Security researchers are warning that China-linked state-backed hackers are increasingly relying on a vast proxy server network created from virtual private servers and compromised online devices for cyberespionage operations.
Called operational relay box (ORBs) networks, these proxy meshes are administered by independent cybercriminals that provide access to multiple state-sponsored actors (APTs).
ORBs are similar to botnets but they may be a hybrid of commercially leased VPS services and compromised devices, including end-of-life routers and other IoT products.
The growing use of ORBs by adversaries comes with challenges in both detection and attribution as the attack infrastructure is no longer controlled by the threat actor, who can cycle through nodes distributed over a broad geography.
Malicious proxy networks
Cybersecurity firm Mandiant has been tracking multiple ORBs, two of them used by advanced threat actors known for espionage and intellectual theft operations linked to China.
One of them called ORB3/SPACEHOP is described as “a very active network leveraged by multiple China-nexus threat actors, including APT5 and APT15” for reconnaissance and vulnerability exploitation.
For instance, SPACEHOP was used in December 2022 to exploit CVE-2022-27518, a critical vulnerability in Citrix ADC and Gateway, which the National Security Agency (NSA) linked to APT5 (a.k.a. Manganese, Mulberry Typhoon, Bronze Fleetwood, Keyhole Panda, and UNC2630).
Mandiant researchers say that SPACEHOP is a provisioned network that uses a relay server hosted in Hong Kong or China by a cloud provider. It installs an open-source command and control (C2) framework that allows managing downstream nodes.

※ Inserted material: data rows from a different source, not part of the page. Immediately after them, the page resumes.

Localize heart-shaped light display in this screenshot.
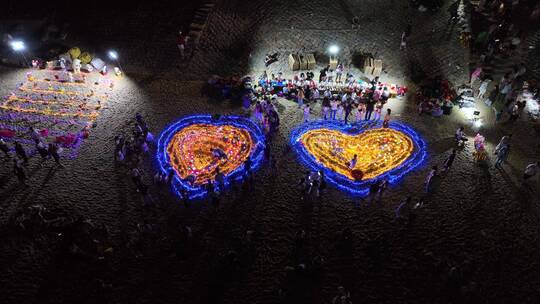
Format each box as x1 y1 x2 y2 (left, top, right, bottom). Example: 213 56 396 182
291 121 427 196
167 124 253 184
157 115 265 198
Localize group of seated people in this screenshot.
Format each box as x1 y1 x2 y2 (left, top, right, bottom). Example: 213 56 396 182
416 77 457 117
417 96 454 117
256 72 407 104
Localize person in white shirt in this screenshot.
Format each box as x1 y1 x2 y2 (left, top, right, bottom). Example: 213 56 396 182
327 70 335 84
381 87 391 102
336 103 344 120
347 74 355 86
477 79 491 100
324 89 332 99
335 64 344 83
331 99 338 120
341 93 348 103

The relay nodes are typically cloned Linux-based images and their role is to proxy malicious traffic to an exit node that communicates with targeted victim environments.
By contrast, ORB2/FLORAHOX is a hybrid network that consists of an Adversary Controlled Operations Server (ACOS), compromised connected devices (routers and IoT), and VPS services that run the traffic through TOR and multiple hacked routers.

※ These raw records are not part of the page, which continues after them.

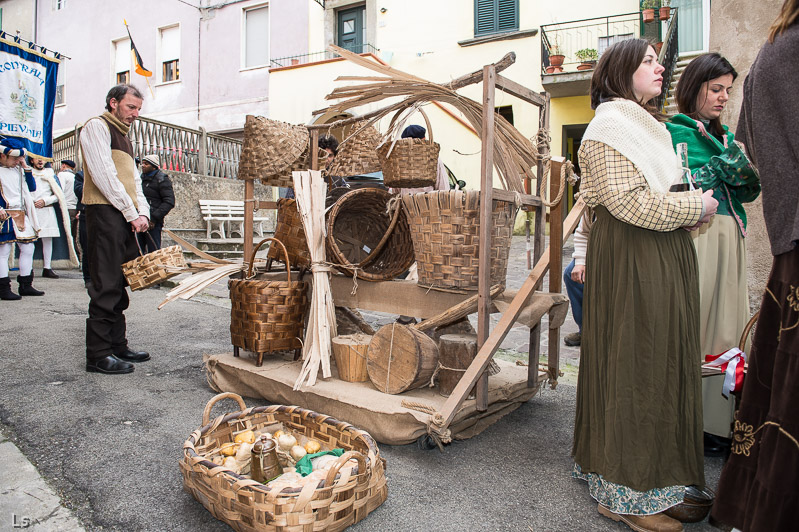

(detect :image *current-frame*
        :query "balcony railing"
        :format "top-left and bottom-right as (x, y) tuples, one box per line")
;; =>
(541, 12), (643, 75)
(270, 43), (380, 69)
(53, 116), (242, 179)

The researchers believe that this mesh is “used in cyber espionage campaigns by a diverse set of China-nexus threat actors” to obfuscate the traffic from the source.
The network appears to contain several subnetworks composed of compromised devices recruited by the router implant FLOWERWATER as well as other router-based payloads.
Although ORB2/FLORAHOX is used by multiple threat actors, Mandiant says that trusted third-party sources have reported clusters of activity attributed to China-linked adversaries APT31/Zirconium that focus on intellectual property theft.
“ORB2 represents a more complicated design including the relay of traffic through TOR nodes, provisioned VPS servers, and different types of compromised routers including CISCO, ASUS, and Draytek end-of-life devices” – Mandiant
Apart from FLOWERWATER, the researchers say that additional payloads and tools (MIPS router tunneler PETALTOWER, SHIMMERPICK bash scripts) are used to navigate the ORB2 network and pre-existing nodes based on command-line inputs.
Regardless of the type of devices used, an ORB network has a set of essential components that allow it to work properly:
- Adversary Controlled Operations Server (ACOS) – server for administering nodes in an ORB network
- Relay node – lets users authenticate to the network and relay traffic through the larger traversal pool on ORB nodes
- Traversal nodes – the main nodes composing an ORB network, obfuscate the origin of the traffic
- Exit/Staging nodes – used to launch attacks on targets
- Victim server: victim infrastructure communicating with the node on the ORB network
Enterprise defense challenges
The use of ORBs has been observed in the past, the most prominent recent example being the Volt Typhoon attacks on US critical infrastructure organizations using SOHO network equipment (e.g. routers, firewalls, and VPN appliances).
Because of how malicious ORBs function, they provide stealth, resilience, and independence from the internet infrastructure in a country.
Multiple threat actors use these network infrastructures for limited periods, which impacts tracking them and attribution.
According to Mandiant, the lifespan of an IPv4 address of an ORB node can be as short as 31 days. This appears to be a feature of ORB network contractors in China, who can “cycle significant percentages of their compromised or leased infrastructure on a monthly basis.”
Defenders can miss malicious traffic from these networks because ORB administrators use Autonomous System Number (ASN) providers in various parts of the world.
Apart from making them more reliable, this also allows adversaries to target enterprises from devices in close geographic proximity, which raises less suspicions when analyzing traffic.
“One such example would be traffic from a residential ISP that is in the same geographic location as the target that is regularly used by employees and would be less likely to get picked up for manual review” – Mandiant
With attackers increasingly using ORBs, protecting enterprise environments becomes even more difficult since detection becomes more complex, attribution is more complicated, and indicators for adversary infrastructure are less useful for defenders.